Why No One Cares About the White Jesus of Mitt Romney's Mormonism

Posted: 09/09/2012
During the middle of the Civil Rights movement, Mormons placed an 11-foot-tall white Jesus with an exposed powerful chest at the center of Salt Lake City. Christus, as he was originally called, was raised in 1966, but he was based upon an old Danish statue from 1821. Since '66, Christus has become a staple of Mormon iconography placed primarily in "welcome centers" all throughout the nation. He became even more poignant of a symbol after 1978, the year Mormon leadership lifted its bans on people of color from the priesthood.
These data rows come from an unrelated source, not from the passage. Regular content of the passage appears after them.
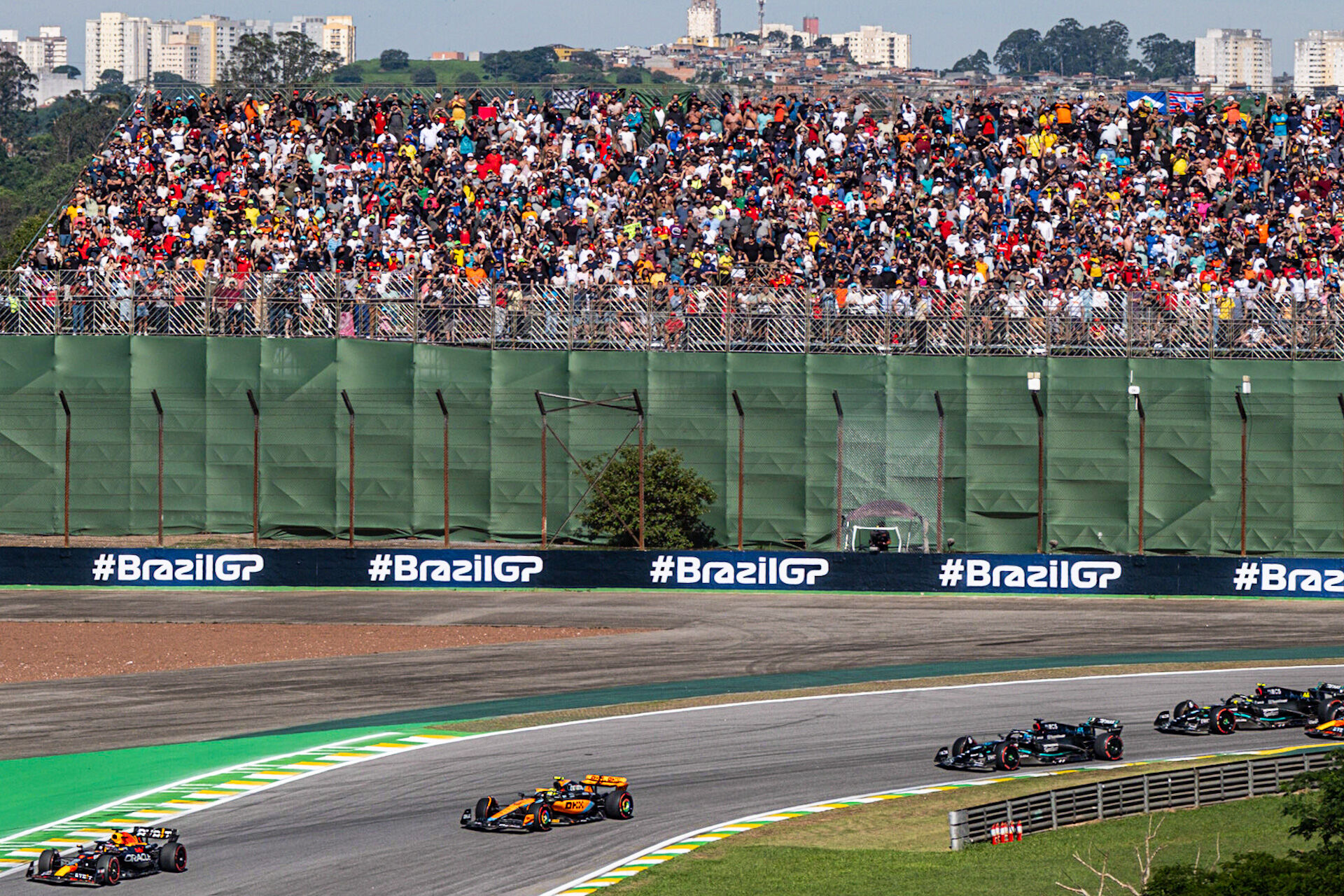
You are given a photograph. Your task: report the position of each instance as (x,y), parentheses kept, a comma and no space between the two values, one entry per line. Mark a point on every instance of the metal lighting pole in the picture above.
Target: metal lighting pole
(65,406)
(442,406)
(638,409)
(542,406)
(1342,413)
(1142,456)
(1034,387)
(252,400)
(942,435)
(350,410)
(1241,409)
(159,409)
(835,397)
(742,441)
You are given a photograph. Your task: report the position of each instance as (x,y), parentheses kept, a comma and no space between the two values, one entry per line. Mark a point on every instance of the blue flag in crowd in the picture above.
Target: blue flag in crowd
(1158,99)
(1184,99)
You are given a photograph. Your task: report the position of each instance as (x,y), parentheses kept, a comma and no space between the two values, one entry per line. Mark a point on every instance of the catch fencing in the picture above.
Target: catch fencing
(736,312)
(1136,796)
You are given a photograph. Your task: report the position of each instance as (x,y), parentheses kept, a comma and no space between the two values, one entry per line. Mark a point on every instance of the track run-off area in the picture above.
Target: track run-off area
(363,824)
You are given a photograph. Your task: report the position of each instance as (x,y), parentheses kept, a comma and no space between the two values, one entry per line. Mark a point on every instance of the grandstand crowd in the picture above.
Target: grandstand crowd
(977,209)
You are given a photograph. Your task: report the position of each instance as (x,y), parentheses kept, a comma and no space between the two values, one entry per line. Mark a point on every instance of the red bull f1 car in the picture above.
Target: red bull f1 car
(105,862)
(1046,743)
(1269,707)
(565,802)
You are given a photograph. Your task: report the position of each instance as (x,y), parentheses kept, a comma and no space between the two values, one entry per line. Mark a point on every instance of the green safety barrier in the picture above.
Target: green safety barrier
(1193,458)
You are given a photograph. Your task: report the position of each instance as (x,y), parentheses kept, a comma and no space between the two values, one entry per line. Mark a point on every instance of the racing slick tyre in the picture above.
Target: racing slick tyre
(108,871)
(49,860)
(172,859)
(1109,748)
(619,805)
(1224,722)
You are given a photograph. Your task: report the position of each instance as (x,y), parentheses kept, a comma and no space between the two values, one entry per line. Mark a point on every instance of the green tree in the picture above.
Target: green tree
(17,85)
(1168,57)
(293,58)
(1021,52)
(394,59)
(18,239)
(979,61)
(675,498)
(587,59)
(349,76)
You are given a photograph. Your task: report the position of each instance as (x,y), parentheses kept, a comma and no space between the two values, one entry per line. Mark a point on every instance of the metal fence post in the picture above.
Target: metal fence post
(1142,457)
(742,440)
(65,406)
(442,406)
(835,397)
(255,409)
(159,410)
(942,438)
(540,405)
(350,410)
(1241,409)
(1034,386)
(638,407)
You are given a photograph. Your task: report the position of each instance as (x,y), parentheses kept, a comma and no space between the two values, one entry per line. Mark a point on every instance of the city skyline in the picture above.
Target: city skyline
(939,39)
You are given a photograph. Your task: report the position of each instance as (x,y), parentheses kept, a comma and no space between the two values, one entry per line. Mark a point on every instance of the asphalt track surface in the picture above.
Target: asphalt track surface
(690,637)
(391,825)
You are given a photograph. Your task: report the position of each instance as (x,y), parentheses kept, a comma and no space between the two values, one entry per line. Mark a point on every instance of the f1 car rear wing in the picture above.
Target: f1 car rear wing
(605,780)
(155,833)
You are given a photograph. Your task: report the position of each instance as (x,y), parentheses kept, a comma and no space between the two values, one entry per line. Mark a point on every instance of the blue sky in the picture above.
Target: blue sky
(941,34)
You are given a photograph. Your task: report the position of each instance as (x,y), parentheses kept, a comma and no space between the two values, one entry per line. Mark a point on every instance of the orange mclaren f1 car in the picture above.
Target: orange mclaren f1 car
(1332,729)
(565,802)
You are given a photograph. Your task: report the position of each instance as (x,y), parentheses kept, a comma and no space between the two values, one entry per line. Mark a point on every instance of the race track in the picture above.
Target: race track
(689,637)
(391,825)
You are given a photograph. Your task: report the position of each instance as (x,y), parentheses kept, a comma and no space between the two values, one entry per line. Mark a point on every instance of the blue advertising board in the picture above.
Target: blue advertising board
(686,570)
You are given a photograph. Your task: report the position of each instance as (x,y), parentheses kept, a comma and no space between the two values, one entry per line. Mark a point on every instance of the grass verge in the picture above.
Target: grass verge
(901,846)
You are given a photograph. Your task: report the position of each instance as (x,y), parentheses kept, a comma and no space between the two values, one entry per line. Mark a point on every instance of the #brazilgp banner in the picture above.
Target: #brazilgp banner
(683,570)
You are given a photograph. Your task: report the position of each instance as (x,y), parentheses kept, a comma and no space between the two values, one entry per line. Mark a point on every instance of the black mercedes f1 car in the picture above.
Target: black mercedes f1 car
(565,802)
(1047,743)
(105,862)
(1269,707)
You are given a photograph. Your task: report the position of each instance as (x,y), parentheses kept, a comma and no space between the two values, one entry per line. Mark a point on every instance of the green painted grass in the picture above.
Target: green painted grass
(761,864)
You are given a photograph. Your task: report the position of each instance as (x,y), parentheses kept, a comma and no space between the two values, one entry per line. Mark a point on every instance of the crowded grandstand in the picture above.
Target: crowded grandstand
(1073,225)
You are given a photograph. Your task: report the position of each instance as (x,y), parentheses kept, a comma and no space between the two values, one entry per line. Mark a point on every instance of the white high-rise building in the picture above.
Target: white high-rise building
(178,49)
(1319,61)
(335,34)
(704,23)
(49,50)
(1226,57)
(116,41)
(872,46)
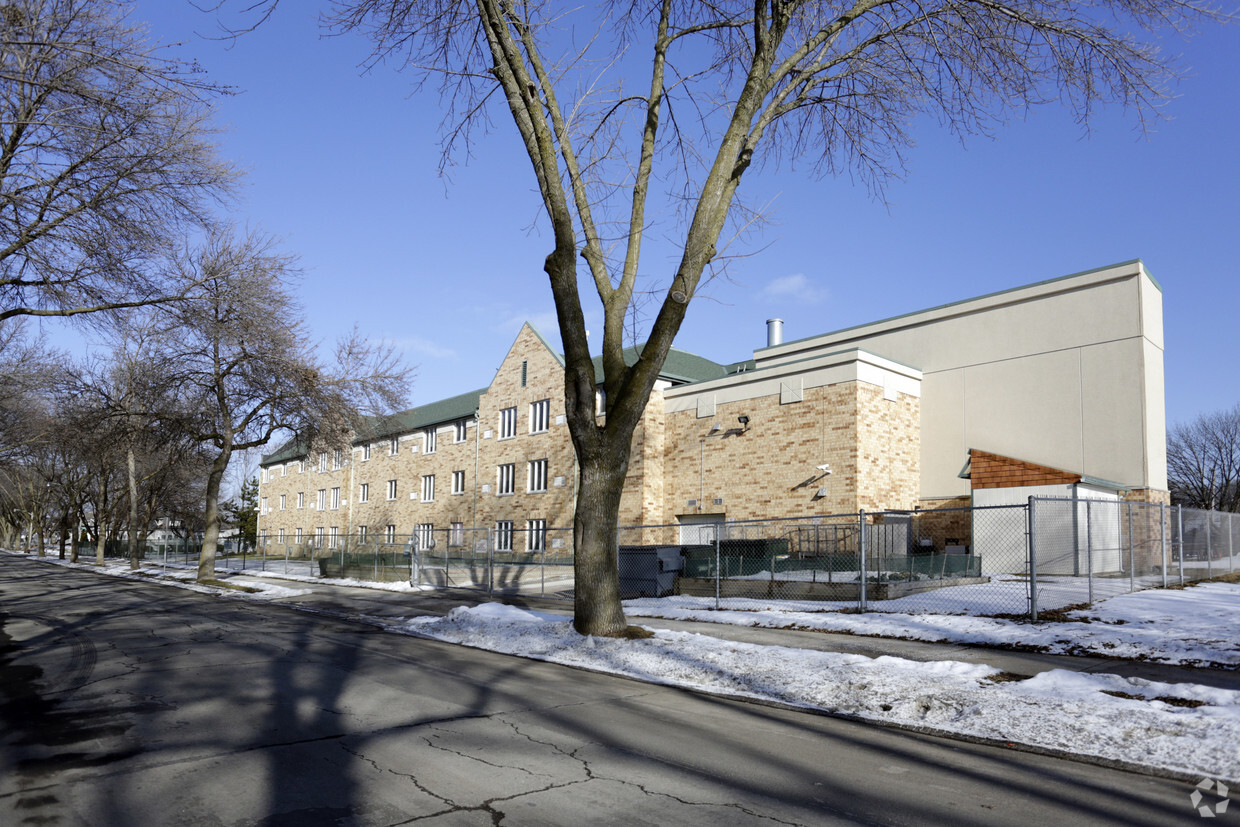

Blacks, Pacific Islanders and others were technically welcome in the church, but they first had to pass by the powerful white Christus.

In 2008, Jeremiah Wright's sermons about a black Jesus killed by white Romans (and its obvious analogues to present-day politics) nearly derailed his former parishioner Barack Obama's candidacy. The white Jesus of Mitt Romney's Mormon culture, by contrast, has raised no cultural firestorm. It is hardly even noticed.
So why doesn't the history of Mormonism's white Jesus spark controversy as Wright's claims about Jesus being black? Why aren't there reporters scoping about trying to understand the particular looks of Mormon Christ figures. Why did Jeremiah Wright's jeremiads and visions of a black Jesus so terrify Americans in 2008, and denunciations of black liberation theology and Obama's supposed connection to it continue to be a staple of conservative talk radio to the present day, while the powerful white imagery of the Jesus of Romney's Mormon faith arouse no interest?
Simply put: the black Jesus of American history historically has been threatening, while white Jesus imagery, at least since about the 1830s, has been so normative and dominant that it is assumed to be accurate. Historically, America's Jesus has been white without words, because whiteness needs no description. It is blackness, of the kind so prominently displayed by Jeremiah Wright's sermons replayed in 2008, that anger and trouble people, and thus need explanation.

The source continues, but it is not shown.